I don’t like them. I’m a creature of routine, compulsively so my wife might say. In our Christmas Eve service last night, our pastor reflected on the giant disruption that the coming of Jesus represented. Among other things his coming:

Nativity holy family

  • Nearly wrecked the marriage plans of Mary and Joseph.
  • Disrupted the life of the family in Bethlehem who hosted them (see my post reviewing Open Hearts in Bethlehem for more on this).
  • Broke into the quiet night of shepherds.
  • Sent the Magi on a journey following a strange star.
  • Enraged Herod the King, threatened by a possible rival.
  • Led to a sojourn as an undocumented immigrant in Egypt.
  • Led eventually to a new numbering of years around the “thought to be” year of his birth.

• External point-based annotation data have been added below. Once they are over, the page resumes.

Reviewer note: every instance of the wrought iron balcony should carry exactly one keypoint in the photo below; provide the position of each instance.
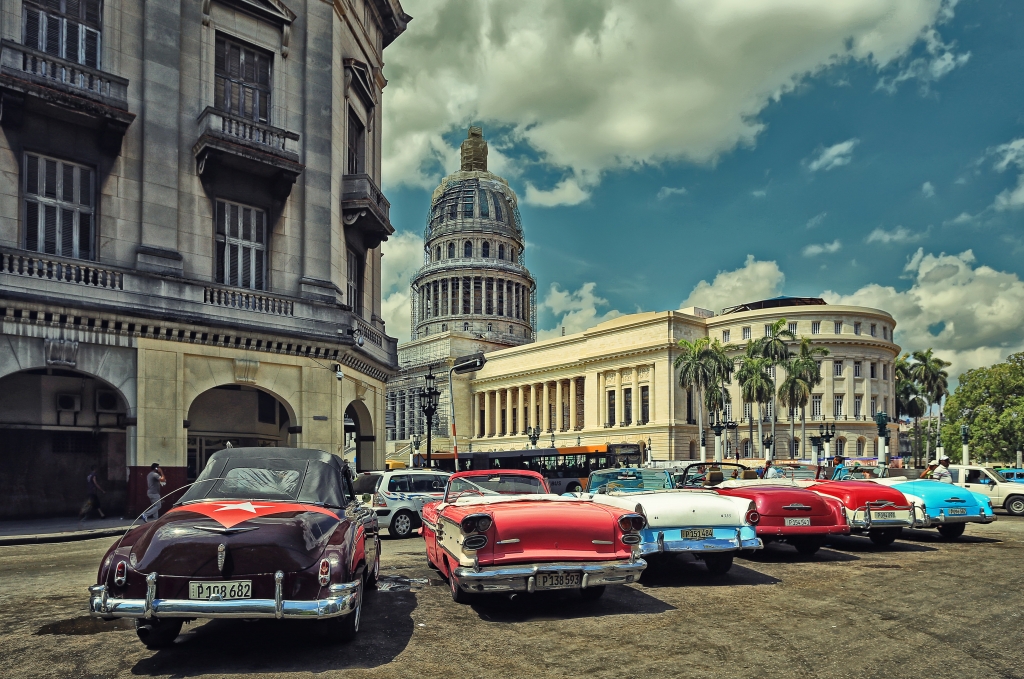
(41, 83)
(366, 210)
(242, 144)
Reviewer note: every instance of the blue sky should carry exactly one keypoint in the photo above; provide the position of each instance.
(863, 162)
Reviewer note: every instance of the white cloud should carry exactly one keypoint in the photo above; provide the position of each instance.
(835, 156)
(402, 257)
(816, 220)
(578, 310)
(939, 61)
(898, 235)
(615, 84)
(567, 192)
(754, 281)
(814, 249)
(666, 192)
(970, 314)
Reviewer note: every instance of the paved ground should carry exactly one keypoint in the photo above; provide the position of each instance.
(923, 608)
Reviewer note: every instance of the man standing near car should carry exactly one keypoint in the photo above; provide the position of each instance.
(942, 472)
(154, 480)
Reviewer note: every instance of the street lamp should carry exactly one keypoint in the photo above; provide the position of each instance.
(428, 404)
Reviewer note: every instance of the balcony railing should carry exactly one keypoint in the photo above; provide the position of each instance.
(80, 79)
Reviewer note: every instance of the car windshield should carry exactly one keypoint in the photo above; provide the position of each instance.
(367, 483)
(495, 484)
(628, 479)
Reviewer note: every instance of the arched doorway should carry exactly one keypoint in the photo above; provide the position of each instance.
(241, 415)
(55, 425)
(359, 439)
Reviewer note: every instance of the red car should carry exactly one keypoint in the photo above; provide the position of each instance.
(800, 517)
(503, 531)
(263, 533)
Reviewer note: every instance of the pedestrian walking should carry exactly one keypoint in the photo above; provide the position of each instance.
(942, 472)
(92, 492)
(154, 481)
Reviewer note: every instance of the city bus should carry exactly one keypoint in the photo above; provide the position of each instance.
(565, 469)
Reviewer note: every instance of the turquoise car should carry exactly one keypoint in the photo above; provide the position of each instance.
(943, 506)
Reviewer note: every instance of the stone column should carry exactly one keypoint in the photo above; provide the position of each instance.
(572, 399)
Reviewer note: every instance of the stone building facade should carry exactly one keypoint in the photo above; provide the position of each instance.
(473, 294)
(614, 383)
(190, 223)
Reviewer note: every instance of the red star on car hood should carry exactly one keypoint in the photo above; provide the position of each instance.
(232, 512)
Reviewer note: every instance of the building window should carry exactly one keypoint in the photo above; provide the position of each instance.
(241, 246)
(70, 30)
(243, 84)
(355, 282)
(58, 207)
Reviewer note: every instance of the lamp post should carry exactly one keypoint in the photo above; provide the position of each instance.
(428, 404)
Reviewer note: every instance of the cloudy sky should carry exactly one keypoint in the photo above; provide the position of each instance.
(671, 153)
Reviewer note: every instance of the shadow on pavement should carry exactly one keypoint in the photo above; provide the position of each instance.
(566, 604)
(235, 646)
(686, 571)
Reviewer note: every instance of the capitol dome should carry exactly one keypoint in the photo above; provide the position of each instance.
(474, 279)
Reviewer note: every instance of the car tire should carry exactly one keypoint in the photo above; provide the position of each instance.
(1014, 505)
(884, 537)
(718, 564)
(158, 632)
(951, 531)
(401, 525)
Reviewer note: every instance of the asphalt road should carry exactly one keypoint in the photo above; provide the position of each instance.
(923, 608)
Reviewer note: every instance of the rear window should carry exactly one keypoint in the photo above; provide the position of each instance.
(367, 483)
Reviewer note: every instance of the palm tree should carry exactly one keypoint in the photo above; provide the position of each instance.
(805, 364)
(702, 364)
(773, 347)
(755, 382)
(930, 374)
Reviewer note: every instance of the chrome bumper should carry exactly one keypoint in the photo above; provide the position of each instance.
(341, 600)
(522, 578)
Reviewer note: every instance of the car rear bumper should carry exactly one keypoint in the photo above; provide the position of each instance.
(341, 600)
(522, 578)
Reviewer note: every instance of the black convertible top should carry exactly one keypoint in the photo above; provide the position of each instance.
(320, 475)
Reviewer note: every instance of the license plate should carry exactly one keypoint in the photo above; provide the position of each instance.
(236, 589)
(696, 534)
(556, 581)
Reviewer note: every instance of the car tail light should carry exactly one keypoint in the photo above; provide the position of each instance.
(475, 523)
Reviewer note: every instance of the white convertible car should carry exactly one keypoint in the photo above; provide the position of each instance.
(701, 522)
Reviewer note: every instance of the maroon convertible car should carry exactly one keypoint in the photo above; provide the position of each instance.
(263, 533)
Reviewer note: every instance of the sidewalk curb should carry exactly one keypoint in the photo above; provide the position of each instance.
(42, 539)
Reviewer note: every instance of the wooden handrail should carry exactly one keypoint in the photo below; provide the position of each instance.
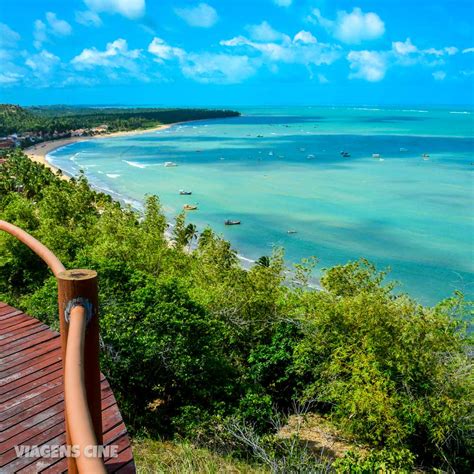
(81, 428)
(79, 329)
(38, 248)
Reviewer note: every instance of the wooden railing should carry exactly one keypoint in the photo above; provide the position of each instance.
(79, 329)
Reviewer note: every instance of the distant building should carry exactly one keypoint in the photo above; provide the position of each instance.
(7, 143)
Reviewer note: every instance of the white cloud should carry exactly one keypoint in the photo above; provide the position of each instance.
(404, 47)
(205, 67)
(352, 28)
(202, 15)
(8, 37)
(304, 37)
(58, 27)
(9, 78)
(264, 32)
(116, 55)
(368, 65)
(39, 34)
(88, 18)
(451, 50)
(164, 52)
(218, 68)
(439, 75)
(289, 52)
(129, 8)
(42, 64)
(283, 3)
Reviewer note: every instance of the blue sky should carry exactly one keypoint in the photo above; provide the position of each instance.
(225, 52)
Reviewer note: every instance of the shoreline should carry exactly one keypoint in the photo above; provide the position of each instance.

His life was pretty disruptive as well as he:

  • Defied temptations to comfort, power, and acclaim.
  • Broke the power of illness and evil in countless lives.
  • Drove the money-changers from the “house of prayer for the nations.”
  • Challenged a religious system that divided one people into “law keepers” and “sinners” offering no hope for the latter.
  • Defied the messianic expectations of crowds and disciples to break a more oppressive power than Rome and win a greater victory.

I cannot celebrate Christmas without celebrating the “great disruption” of my life by this child, servant king. It is easy for me to focus on the parts of that disruption that I like — the forgiveness of sins, the love of God, the hope of eternal life. That’s a lot better than alienation and hopelessness. But this is a disruption that calls me out of self-centeredness to the love of God and others. It disrupts my checkbook, my comfort, my politics, and my associations. It disrupts the “either-or” ways of dividing the world into “us” and “them”, a world of “allies” and “enemies”. Sometimes it means not being understood by any of the people who love these divisions.

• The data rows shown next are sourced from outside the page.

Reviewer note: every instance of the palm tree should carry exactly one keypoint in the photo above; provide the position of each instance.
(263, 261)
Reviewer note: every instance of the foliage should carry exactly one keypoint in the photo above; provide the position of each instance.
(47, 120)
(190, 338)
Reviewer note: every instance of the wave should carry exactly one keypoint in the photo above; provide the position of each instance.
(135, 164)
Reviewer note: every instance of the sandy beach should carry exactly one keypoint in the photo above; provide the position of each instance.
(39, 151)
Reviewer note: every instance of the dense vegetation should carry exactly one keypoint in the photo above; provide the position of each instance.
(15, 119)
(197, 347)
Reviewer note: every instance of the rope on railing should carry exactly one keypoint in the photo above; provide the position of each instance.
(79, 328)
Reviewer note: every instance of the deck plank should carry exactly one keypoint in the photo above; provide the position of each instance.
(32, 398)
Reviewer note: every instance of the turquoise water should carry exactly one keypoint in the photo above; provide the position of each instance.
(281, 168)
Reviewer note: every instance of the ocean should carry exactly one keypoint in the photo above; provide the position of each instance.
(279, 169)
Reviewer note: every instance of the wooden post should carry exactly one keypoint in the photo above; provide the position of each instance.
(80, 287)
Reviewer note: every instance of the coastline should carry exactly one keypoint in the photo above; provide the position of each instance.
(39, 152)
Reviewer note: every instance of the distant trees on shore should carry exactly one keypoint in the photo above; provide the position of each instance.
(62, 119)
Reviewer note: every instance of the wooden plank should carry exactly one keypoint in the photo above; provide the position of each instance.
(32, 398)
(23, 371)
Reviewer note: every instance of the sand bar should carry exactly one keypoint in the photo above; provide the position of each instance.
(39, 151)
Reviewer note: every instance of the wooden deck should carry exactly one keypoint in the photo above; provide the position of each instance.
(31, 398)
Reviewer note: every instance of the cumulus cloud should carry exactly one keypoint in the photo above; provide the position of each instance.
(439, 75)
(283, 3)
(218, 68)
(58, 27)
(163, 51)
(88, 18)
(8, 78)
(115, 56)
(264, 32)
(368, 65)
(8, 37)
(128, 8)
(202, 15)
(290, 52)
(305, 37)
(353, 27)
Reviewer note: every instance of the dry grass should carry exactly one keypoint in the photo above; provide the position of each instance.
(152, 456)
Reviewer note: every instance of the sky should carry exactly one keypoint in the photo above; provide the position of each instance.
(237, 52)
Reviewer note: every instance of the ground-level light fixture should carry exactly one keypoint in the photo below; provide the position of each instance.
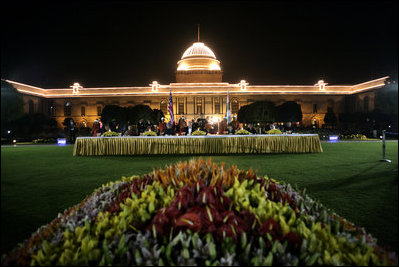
(61, 141)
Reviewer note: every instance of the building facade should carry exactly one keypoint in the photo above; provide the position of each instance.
(199, 92)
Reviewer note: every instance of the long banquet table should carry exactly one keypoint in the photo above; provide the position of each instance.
(209, 144)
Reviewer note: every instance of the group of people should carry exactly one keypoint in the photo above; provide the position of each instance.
(186, 127)
(180, 127)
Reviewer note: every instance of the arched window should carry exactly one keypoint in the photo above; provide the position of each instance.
(198, 105)
(31, 107)
(164, 106)
(234, 106)
(180, 101)
(99, 110)
(68, 109)
(366, 104)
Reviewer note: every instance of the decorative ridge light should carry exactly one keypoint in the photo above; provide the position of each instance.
(243, 85)
(75, 88)
(155, 86)
(198, 49)
(321, 85)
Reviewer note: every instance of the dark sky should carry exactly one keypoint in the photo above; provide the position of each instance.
(53, 44)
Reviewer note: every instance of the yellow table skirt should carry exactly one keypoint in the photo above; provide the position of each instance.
(171, 145)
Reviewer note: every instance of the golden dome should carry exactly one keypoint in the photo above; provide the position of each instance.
(198, 57)
(198, 50)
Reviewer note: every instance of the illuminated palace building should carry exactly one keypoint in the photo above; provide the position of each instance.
(199, 91)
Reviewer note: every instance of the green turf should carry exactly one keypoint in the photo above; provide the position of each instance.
(38, 182)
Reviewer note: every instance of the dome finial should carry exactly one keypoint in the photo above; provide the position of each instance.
(198, 32)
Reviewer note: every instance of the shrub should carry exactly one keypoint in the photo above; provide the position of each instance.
(110, 133)
(274, 131)
(199, 213)
(198, 132)
(45, 141)
(242, 132)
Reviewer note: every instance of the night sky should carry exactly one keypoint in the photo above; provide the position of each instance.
(52, 45)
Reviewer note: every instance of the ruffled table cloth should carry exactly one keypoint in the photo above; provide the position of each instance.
(209, 144)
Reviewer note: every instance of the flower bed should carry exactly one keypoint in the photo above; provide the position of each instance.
(242, 132)
(199, 213)
(149, 133)
(110, 133)
(198, 132)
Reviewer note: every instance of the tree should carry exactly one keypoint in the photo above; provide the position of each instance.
(31, 126)
(289, 111)
(12, 104)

Our sentimental ideas of peace on earth have little to do with the shalom of God. To get lions to lie down with lambs represents the disruption of a predatory system. Exalting the humble and humbling the proud represents the disruption of systems of power, privilege, injustice and economic disparity.

This Christmas I’m praying that the coming of King Jesus will disrupt the racial divisions and wounds of our land. Maybe the disruption in my life will begin with some of my friends who I will not join in the litanies of “what is wrong with them.” Frankly, the disruption of Jesus makes me far more aware of the “logs” in my own eye that I need help getting rid of. Maybe the disrupting shalom of Jesus’s coming is meant to bring the quiet that cuts off our blathering, defending and denouncing in mid-sentence. What difference might it make to our national conversation if some of us would just shut up and listen?

It doesn’t seem very “Christmas-y” to wish you disruptions in your life. Yet, to say “come Lord Jesus” seems to be an invitation to life-giving disruption. Neither as individuals nor as a nation can we be all we are meant to be without such disruptions. And so this Christmas day I say “come, Lord Jesus!”